Such a team-based context would mean Dr. Jones has a behavioral health professional waiting in the wings of his practice who he can bring in to meet with his patient to dig more deeply into understanding what is happening and how he and his team can best help her. He can also call upon the social worker to help set-up the immediate phone reporting of the potential Domestic Violence and potential elder abuse to appropriate authorities in a timely fashion and gather his pre-scripted written summary dot-phrase so a letter can be sent and shared with the patient so she is aware of what is happening. Once the Behavioral Health professional has completed her assessment and recommendations, the social worker can help the patient understand the complex array of reporting requirements and make sure she understands next steps that will be taken.
Knowing how trauma can impact the entire family, Dr. Jones and the Behavioral Health professional talk through an urgent Virtual Family Meeting to be scheduled ASAP to maintain Dr. Jones and the Primary Care team’s relationship across the current patient, her husband and her son—maintaining their keen focus on the health of the entire family as well as the safety of today’s patient. She consents and says she will be staying at her sister’s home while the primary care health team engages in assuring her safety, health and the health of her family.
While much of this activity is occurring, Dr. Jones has completed seeing his final 2 patients and briefly drops in to check on this patient before heading to his meeting at Noon with his supervisor—armed once again with why he has become far more “productive” now that he finally has the team members that he has been asking for over the last 3 years in this health system. He wants to thank his supervisor for investing in the support and will bring up this case as one more example of how he is able to maintain his high professional standards of care AND meet the time-constraints of post-modern Advanced Primary Care.
Moving to this model of teamwork allowed him to shift away from his prior fear-based way of avoiding these painful conversations into being a more pro-active and effective primary care physician. His stress level has reduced and he feel rejuvenated in his work. Having a team to rely on has dramatically shifted him toward digging into what is truly troubling his patients and makes him proud to be a primary care physician. He can’t wait for the medical student to come this afternoon. It’s a short clinic, but he wants to share this care to help the student see why Advanced Primary Care is an inspiring and impactful profession.
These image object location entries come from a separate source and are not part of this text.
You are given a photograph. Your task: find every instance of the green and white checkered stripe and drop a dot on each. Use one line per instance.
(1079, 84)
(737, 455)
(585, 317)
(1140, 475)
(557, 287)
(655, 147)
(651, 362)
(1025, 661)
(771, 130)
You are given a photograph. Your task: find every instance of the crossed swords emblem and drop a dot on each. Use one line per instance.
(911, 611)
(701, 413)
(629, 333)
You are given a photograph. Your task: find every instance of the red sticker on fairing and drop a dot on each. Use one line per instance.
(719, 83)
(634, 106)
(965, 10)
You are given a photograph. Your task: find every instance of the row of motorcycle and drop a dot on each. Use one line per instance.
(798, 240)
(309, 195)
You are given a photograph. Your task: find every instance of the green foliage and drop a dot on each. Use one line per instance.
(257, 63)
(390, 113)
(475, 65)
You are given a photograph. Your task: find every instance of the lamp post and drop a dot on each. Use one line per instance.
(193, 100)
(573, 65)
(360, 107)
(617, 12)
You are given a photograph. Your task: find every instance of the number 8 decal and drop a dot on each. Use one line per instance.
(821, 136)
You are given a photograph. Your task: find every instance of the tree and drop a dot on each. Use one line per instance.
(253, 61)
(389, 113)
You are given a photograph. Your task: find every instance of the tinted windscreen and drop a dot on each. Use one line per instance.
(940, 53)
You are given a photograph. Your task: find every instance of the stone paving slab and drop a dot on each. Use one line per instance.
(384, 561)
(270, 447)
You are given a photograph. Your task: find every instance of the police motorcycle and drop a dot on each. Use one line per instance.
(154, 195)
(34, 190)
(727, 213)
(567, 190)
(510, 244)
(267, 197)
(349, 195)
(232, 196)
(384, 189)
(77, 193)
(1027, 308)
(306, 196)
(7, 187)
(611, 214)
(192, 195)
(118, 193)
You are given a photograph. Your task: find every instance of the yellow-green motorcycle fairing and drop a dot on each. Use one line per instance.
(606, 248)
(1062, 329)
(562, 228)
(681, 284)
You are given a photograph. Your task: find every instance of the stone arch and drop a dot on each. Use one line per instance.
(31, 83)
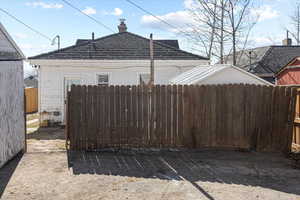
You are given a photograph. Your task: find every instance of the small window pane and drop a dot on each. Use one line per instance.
(144, 79)
(103, 79)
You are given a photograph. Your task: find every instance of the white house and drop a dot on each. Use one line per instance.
(12, 125)
(118, 59)
(217, 74)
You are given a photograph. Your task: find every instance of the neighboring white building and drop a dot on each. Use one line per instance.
(118, 59)
(217, 74)
(12, 125)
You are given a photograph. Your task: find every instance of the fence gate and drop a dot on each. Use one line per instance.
(216, 116)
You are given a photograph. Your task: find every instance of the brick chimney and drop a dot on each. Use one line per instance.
(287, 42)
(122, 27)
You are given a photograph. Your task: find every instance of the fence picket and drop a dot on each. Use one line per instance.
(221, 116)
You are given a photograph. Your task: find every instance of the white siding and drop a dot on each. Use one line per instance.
(231, 76)
(51, 85)
(11, 109)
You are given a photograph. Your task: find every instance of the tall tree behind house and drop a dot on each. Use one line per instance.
(222, 26)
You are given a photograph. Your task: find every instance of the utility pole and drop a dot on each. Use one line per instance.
(298, 24)
(58, 41)
(151, 83)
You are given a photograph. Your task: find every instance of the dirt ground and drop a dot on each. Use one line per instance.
(47, 172)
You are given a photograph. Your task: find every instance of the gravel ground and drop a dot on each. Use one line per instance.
(212, 175)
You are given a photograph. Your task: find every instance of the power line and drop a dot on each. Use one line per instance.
(92, 18)
(29, 27)
(158, 18)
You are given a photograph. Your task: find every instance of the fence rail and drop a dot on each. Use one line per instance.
(221, 116)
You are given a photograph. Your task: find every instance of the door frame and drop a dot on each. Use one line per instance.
(64, 98)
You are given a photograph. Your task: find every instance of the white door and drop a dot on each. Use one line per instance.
(68, 82)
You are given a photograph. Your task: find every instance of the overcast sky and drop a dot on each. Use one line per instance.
(54, 17)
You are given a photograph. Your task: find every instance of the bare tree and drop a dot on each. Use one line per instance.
(221, 21)
(239, 12)
(295, 21)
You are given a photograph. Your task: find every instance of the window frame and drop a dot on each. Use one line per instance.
(97, 79)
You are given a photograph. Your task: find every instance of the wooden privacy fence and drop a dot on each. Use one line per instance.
(296, 135)
(31, 95)
(221, 116)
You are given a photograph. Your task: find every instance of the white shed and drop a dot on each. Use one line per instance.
(217, 74)
(12, 125)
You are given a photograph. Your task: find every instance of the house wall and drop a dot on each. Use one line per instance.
(51, 78)
(231, 76)
(289, 77)
(11, 109)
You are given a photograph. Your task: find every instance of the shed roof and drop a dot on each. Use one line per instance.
(8, 48)
(120, 46)
(265, 61)
(203, 72)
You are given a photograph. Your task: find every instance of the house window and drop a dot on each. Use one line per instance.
(102, 79)
(144, 79)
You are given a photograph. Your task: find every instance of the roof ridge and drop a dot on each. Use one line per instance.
(162, 44)
(115, 34)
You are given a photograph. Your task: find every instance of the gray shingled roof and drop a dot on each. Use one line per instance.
(266, 60)
(172, 43)
(119, 46)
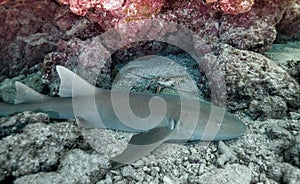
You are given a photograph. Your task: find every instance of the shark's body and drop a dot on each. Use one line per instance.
(63, 108)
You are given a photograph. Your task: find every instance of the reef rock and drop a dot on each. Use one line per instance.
(38, 148)
(252, 78)
(290, 23)
(31, 29)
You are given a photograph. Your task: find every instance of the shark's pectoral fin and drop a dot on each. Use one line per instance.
(140, 145)
(68, 78)
(25, 94)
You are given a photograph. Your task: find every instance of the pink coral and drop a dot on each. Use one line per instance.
(129, 9)
(231, 6)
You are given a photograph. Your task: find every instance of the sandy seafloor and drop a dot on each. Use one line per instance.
(36, 149)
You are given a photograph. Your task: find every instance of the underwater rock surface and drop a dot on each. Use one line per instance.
(261, 88)
(60, 152)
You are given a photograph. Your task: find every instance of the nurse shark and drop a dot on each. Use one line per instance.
(176, 126)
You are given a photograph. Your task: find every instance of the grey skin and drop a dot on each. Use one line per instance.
(181, 121)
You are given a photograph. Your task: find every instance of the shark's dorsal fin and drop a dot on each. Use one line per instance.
(25, 94)
(66, 87)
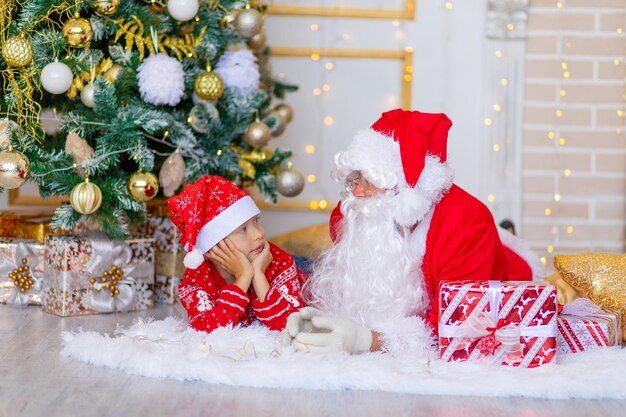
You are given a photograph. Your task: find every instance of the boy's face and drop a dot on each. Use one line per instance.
(249, 238)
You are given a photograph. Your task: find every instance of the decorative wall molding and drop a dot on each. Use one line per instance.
(506, 19)
(408, 13)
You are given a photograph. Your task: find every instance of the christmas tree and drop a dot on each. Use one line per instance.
(140, 87)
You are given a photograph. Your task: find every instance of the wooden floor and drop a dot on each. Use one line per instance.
(36, 381)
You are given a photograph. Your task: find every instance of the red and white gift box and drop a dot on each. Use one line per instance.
(584, 326)
(494, 322)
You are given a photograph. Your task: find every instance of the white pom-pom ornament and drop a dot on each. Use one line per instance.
(56, 78)
(161, 80)
(239, 71)
(86, 96)
(183, 10)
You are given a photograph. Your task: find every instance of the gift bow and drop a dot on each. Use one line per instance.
(16, 297)
(105, 254)
(494, 338)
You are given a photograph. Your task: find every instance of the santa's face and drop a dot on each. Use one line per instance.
(360, 187)
(369, 275)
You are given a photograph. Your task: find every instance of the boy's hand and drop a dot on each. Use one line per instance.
(226, 255)
(263, 259)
He hopes maybe his student will reconsider his inclination to sub-specialize and dive into the new Advanced Primary Care.
Team Design
We wish to take a somewhat different perspective regarding leadership as engaged in a team setting. Specifically, we turn our attention to the four spans within organizations that Robert Simons (2005) suggests play an important role in determining the effectiveness of teams. These four spans are: (1) control, (2) accountability, (3) responsibility and (4) support. Each of these spans can be narrowed or widened. Two of the spans measure the supply of resources the organization provides to project teams. The span of control relates to the level of direct control a team has over people, assets, and information. The span of support is its “softer” counterpart, reflecting the supply of resources in the form of help from people in the organization. The other two spans—the span of accountability (hard) and the span of influence (soft)—determine the team’s demand for organizational resources. The level of a project team’s accountability, as defined by the organization, directly affects the level of pressure on team members to make trade-offs; that pressure in turn drives the team’s need for organizational resources.